I needed a break from school. I went out to Warrandyte to stay with Brett, and we went with Liza to visit one of the Coffin Cheaters motorcycle gang, a big bikey named Shark because he had so few teeth.
Brett and I went with a few of his friends to Mt Macedon and dropped magic mushrooms, and we collected more to take home. We went back to Shark’s place, made the coffee too strong and ended up with mild strychnine poisoning. Our fingernails turned blue and I felt horribly stiff and cold.
Brett went outside in a psilocybin haze, staggering along a dirt road crying out loud that he was full of worms. I was pretty fine compared to him, so I followed him, trying to calm him down. He was out of control, writhing in tears on the side of the road and I felt like I’d reached the end of what I could do. I turned away and left him there.
I walked about five metres and looked around to see the headlights of a police car pull up in front of him. Surprised, I headed bush. I jumped a fence and ran into the night. It was very dark, and I was running across a paddock thru thin gum trees. I reached another fence and climbed over it, heading away from the house and the car, towards I didn’t know what.
As my eyes adjusted it got easier and I walked for a long way before I saw odd animal shapes looming out of the darkness of the trees. They were camels, three of them standing there watching me.
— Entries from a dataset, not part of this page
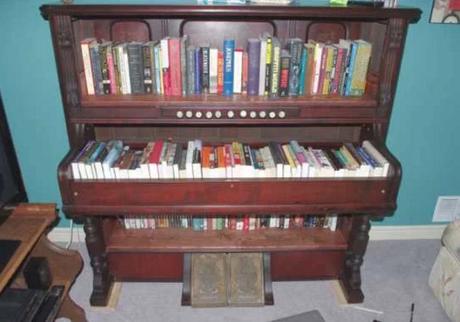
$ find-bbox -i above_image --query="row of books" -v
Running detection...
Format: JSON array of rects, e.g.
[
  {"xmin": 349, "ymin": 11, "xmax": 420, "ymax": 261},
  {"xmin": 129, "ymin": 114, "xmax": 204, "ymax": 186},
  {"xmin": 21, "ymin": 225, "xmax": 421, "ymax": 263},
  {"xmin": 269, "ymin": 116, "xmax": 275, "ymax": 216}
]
[
  {"xmin": 80, "ymin": 35, "xmax": 372, "ymax": 98},
  {"xmin": 70, "ymin": 139, "xmax": 390, "ymax": 180},
  {"xmin": 120, "ymin": 214, "xmax": 338, "ymax": 231}
]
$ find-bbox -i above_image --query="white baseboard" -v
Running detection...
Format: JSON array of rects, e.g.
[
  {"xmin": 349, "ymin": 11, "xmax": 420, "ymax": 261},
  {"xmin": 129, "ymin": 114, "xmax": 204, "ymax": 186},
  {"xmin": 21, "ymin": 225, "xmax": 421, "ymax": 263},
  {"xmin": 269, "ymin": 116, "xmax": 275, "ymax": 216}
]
[{"xmin": 46, "ymin": 224, "xmax": 447, "ymax": 244}]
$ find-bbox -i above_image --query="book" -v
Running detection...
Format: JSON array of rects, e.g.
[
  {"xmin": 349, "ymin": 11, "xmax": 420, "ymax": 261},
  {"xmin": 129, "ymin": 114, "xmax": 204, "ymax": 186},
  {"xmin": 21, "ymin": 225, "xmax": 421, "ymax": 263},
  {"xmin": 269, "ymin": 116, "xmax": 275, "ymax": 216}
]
[
  {"xmin": 180, "ymin": 35, "xmax": 189, "ymax": 96},
  {"xmin": 169, "ymin": 37, "xmax": 182, "ymax": 96},
  {"xmin": 160, "ymin": 38, "xmax": 170, "ymax": 95},
  {"xmin": 287, "ymin": 38, "xmax": 303, "ymax": 96},
  {"xmin": 80, "ymin": 38, "xmax": 96, "ymax": 95},
  {"xmin": 186, "ymin": 46, "xmax": 196, "ymax": 95},
  {"xmin": 279, "ymin": 49, "xmax": 290, "ymax": 97},
  {"xmin": 209, "ymin": 48, "xmax": 219, "ymax": 94},
  {"xmin": 89, "ymin": 41, "xmax": 104, "ymax": 95},
  {"xmin": 194, "ymin": 47, "xmax": 202, "ymax": 94},
  {"xmin": 142, "ymin": 42, "xmax": 154, "ymax": 94},
  {"xmin": 349, "ymin": 39, "xmax": 372, "ymax": 96},
  {"xmin": 201, "ymin": 45, "xmax": 210, "ymax": 94},
  {"xmin": 223, "ymin": 39, "xmax": 235, "ymax": 96},
  {"xmin": 127, "ymin": 42, "xmax": 145, "ymax": 94},
  {"xmin": 258, "ymin": 36, "xmax": 267, "ymax": 96},
  {"xmin": 233, "ymin": 49, "xmax": 243, "ymax": 94},
  {"xmin": 269, "ymin": 37, "xmax": 281, "ymax": 97},
  {"xmin": 99, "ymin": 41, "xmax": 112, "ymax": 94},
  {"xmin": 247, "ymin": 38, "xmax": 260, "ymax": 96}
]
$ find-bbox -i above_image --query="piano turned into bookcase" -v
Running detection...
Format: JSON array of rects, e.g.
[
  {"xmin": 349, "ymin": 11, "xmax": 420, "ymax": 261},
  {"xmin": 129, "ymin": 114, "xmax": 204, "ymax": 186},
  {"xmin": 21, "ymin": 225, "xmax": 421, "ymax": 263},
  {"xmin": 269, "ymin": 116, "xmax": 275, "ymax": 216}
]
[{"xmin": 40, "ymin": 3, "xmax": 421, "ymax": 307}]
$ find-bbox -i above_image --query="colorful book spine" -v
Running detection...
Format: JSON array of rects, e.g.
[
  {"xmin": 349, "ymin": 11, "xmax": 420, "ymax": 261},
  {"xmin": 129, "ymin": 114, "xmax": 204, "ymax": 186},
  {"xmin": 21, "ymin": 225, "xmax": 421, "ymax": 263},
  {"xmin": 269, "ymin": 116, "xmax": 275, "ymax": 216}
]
[
  {"xmin": 349, "ymin": 40, "xmax": 372, "ymax": 96},
  {"xmin": 298, "ymin": 45, "xmax": 307, "ymax": 96},
  {"xmin": 264, "ymin": 35, "xmax": 272, "ymax": 95},
  {"xmin": 288, "ymin": 38, "xmax": 302, "ymax": 96},
  {"xmin": 223, "ymin": 39, "xmax": 235, "ymax": 96},
  {"xmin": 201, "ymin": 45, "xmax": 210, "ymax": 94},
  {"xmin": 279, "ymin": 49, "xmax": 290, "ymax": 97},
  {"xmin": 269, "ymin": 37, "xmax": 281, "ymax": 97}
]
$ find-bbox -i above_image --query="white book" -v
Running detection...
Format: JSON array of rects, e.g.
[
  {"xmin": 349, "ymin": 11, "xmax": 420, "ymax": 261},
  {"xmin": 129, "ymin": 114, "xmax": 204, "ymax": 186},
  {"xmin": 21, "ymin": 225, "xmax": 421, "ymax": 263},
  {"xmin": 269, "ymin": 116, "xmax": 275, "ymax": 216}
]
[
  {"xmin": 160, "ymin": 38, "xmax": 169, "ymax": 69},
  {"xmin": 258, "ymin": 37, "xmax": 267, "ymax": 96},
  {"xmin": 121, "ymin": 45, "xmax": 131, "ymax": 95},
  {"xmin": 312, "ymin": 42, "xmax": 323, "ymax": 95},
  {"xmin": 80, "ymin": 39, "xmax": 95, "ymax": 95},
  {"xmin": 185, "ymin": 140, "xmax": 195, "ymax": 179},
  {"xmin": 233, "ymin": 50, "xmax": 243, "ymax": 94},
  {"xmin": 362, "ymin": 140, "xmax": 390, "ymax": 177},
  {"xmin": 158, "ymin": 143, "xmax": 169, "ymax": 179},
  {"xmin": 209, "ymin": 48, "xmax": 218, "ymax": 94}
]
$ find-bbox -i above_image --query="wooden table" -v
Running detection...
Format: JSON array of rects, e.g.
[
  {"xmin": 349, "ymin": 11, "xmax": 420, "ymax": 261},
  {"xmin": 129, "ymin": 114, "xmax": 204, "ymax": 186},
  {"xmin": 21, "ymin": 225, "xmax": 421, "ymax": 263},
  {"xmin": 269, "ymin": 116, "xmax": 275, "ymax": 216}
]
[{"xmin": 0, "ymin": 203, "xmax": 86, "ymax": 322}]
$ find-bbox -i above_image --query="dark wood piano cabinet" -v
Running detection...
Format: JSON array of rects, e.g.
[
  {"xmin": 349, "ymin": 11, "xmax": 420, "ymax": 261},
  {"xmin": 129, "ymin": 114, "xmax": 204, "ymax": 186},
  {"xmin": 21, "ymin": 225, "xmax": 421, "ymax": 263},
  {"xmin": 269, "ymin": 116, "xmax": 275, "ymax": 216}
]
[{"xmin": 41, "ymin": 3, "xmax": 420, "ymax": 307}]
I walked toward them but they didn’t move away, so I diverted around them and continued on until I saw headlights in the distance, moving along a dirt road.
I decided the best course was to follow the car, which led me after another hour’s walk to a main road, where I began heading back to Warrandyte. When I got to the house I was staying, Brett was waiting, completely straightened out and wondering where I’d disappeared too.
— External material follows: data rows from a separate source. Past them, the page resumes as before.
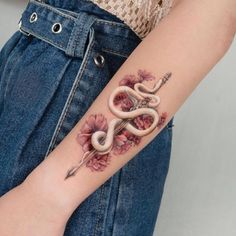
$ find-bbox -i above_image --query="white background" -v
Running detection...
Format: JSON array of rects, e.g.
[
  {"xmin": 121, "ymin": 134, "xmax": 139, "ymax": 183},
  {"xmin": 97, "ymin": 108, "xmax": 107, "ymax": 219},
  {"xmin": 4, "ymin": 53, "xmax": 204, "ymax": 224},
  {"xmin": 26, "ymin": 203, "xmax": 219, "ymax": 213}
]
[{"xmin": 0, "ymin": 1, "xmax": 236, "ymax": 235}]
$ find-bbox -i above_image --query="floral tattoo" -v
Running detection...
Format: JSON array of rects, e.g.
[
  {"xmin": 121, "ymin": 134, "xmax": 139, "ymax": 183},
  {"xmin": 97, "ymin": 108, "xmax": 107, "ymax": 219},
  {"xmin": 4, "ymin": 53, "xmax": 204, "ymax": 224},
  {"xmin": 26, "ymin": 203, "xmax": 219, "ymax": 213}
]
[{"xmin": 65, "ymin": 70, "xmax": 172, "ymax": 179}]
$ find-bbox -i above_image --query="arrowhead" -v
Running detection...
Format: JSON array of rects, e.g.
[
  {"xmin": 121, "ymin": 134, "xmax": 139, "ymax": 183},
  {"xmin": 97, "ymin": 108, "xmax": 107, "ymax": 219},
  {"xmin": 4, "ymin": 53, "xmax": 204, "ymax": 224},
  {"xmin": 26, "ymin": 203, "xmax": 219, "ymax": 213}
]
[{"xmin": 64, "ymin": 167, "xmax": 77, "ymax": 180}]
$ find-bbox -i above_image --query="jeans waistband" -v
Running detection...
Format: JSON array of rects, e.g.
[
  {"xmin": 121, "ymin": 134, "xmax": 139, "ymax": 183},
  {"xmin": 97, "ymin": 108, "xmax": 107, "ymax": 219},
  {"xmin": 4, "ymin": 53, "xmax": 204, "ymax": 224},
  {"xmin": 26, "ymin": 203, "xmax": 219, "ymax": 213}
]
[{"xmin": 18, "ymin": 0, "xmax": 138, "ymax": 58}]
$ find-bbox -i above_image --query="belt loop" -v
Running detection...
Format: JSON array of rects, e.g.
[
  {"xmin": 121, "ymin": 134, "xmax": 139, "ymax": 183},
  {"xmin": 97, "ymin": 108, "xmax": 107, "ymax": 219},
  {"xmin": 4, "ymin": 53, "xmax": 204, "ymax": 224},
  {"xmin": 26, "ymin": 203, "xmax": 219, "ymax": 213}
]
[{"xmin": 65, "ymin": 12, "xmax": 97, "ymax": 58}]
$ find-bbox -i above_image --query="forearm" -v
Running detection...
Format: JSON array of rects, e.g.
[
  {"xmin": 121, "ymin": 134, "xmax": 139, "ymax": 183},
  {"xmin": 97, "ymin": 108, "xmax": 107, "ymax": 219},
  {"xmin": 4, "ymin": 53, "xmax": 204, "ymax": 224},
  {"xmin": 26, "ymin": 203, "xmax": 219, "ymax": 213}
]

In the morning we drove back to Shark’s empty farm and two cars, full of blokes I’d never met before, pulled in behind us. They accused Brett of stealing a crop of marijuana, and threatened to throw a cigarette butt in my petrol tank. I told the guy to go ahead, he’d be the one with 3rd degree burns.
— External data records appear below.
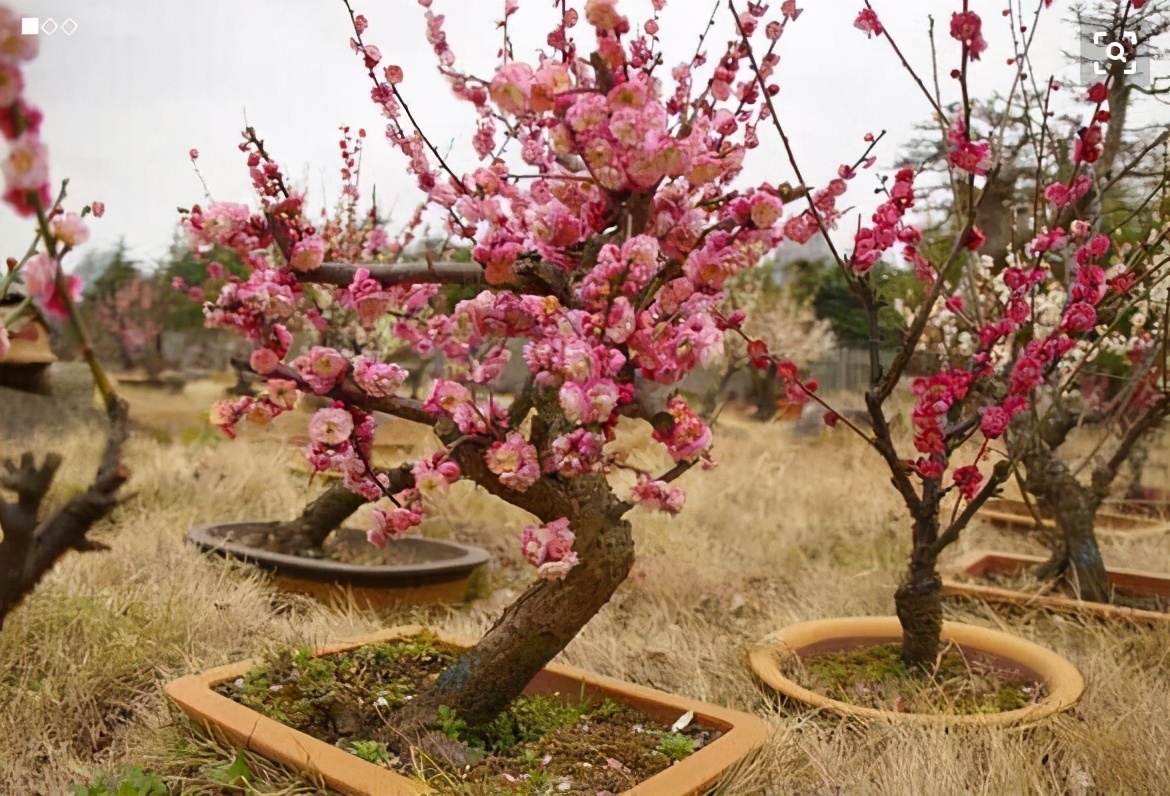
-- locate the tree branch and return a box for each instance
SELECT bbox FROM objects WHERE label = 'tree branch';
[298,260,557,298]
[1092,395,1170,497]
[0,398,130,630]
[303,261,486,288]
[928,459,1011,559]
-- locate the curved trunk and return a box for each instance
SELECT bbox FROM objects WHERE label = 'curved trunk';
[1022,437,1109,603]
[1045,498,1109,602]
[268,482,368,552]
[381,473,634,747]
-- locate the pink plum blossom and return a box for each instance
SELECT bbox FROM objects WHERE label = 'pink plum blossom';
[520,518,579,580]
[288,236,325,272]
[629,475,686,514]
[19,253,81,320]
[293,346,348,394]
[250,347,280,374]
[308,407,354,446]
[369,505,423,546]
[49,212,89,248]
[652,397,713,461]
[485,432,541,492]
[352,356,409,397]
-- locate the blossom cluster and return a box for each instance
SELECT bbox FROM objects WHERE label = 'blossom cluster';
[188,0,855,580]
[845,3,1163,508]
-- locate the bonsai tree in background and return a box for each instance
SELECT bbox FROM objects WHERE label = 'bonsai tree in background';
[90,270,167,378]
[712,258,835,417]
[743,0,1167,666]
[925,231,1169,602]
[185,0,829,748]
[0,6,130,630]
[906,1,1170,604]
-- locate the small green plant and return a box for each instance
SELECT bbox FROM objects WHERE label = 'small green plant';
[349,739,391,764]
[204,749,254,787]
[437,704,468,743]
[654,731,694,762]
[71,766,167,796]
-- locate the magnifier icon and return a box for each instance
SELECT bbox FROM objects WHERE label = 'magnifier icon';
[1094,31,1138,75]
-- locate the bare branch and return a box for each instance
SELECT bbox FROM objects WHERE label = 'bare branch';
[0,398,131,630]
[1092,395,1170,497]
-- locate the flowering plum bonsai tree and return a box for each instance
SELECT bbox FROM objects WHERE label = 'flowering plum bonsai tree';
[741,0,1168,664]
[186,0,827,745]
[903,1,1170,604]
[0,6,130,631]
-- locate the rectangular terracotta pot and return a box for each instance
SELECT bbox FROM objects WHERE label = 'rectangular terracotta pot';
[977,498,1170,539]
[165,625,769,795]
[941,549,1170,624]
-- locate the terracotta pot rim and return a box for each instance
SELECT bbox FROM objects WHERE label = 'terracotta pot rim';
[166,625,770,796]
[187,522,490,588]
[977,498,1170,539]
[942,549,1170,624]
[749,616,1084,726]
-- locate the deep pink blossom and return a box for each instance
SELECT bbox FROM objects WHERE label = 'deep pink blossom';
[20,253,81,320]
[952,465,983,500]
[854,8,883,37]
[950,11,987,59]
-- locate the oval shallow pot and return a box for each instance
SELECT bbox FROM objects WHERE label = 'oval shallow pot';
[942,549,1170,625]
[166,625,769,796]
[749,616,1083,726]
[188,523,490,610]
[977,497,1170,540]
He didn’t do it and they left, making more empty threats.
When I got back to Hawthorn, 764 Glenferrie was different. Matthew had gone, no more milky tea. Years later, Frank told me I was never the same after that week in Warrandyte.
Frank and David and I were watching TV one night and our pot dealer from up the hill walked in with a couple of thugs. They bailed me up against a wall and jabbed me in the chest with a pencil until it broke in half, demanding to know where Brett was.
Apparently Brett and his mate had barged into the dealer’s house with a shotgun and stolen the guy’s entire stash. Brett told me later that the shotgun wasn’t loaded, but I dodged that bullet for years after that.
10th of December 1981: The graduate screenings happened at the State Film Centre, my heart pumping adrenalin, brain popping endorphins. Tim blew a trumpet as the film started. When it was all done and the curtain fell, Bruce Kerr, who’d led the charge to the door when I read my original idea, told me, “You created the most striking images up there.”
I hoped my parents got it, but I’m not sure.
We all went back to Dave Collier and Lucy MacLaren’s place in Camberwell. An American female friend of Mark’s squealed when she realized that I’d played Walter Logus in “The Man With No Cold Drinks”. She was very gushy and told me I should be an actor - I earned a few points, but basically felt very embarrassed. I went somewhere and smoked heavily.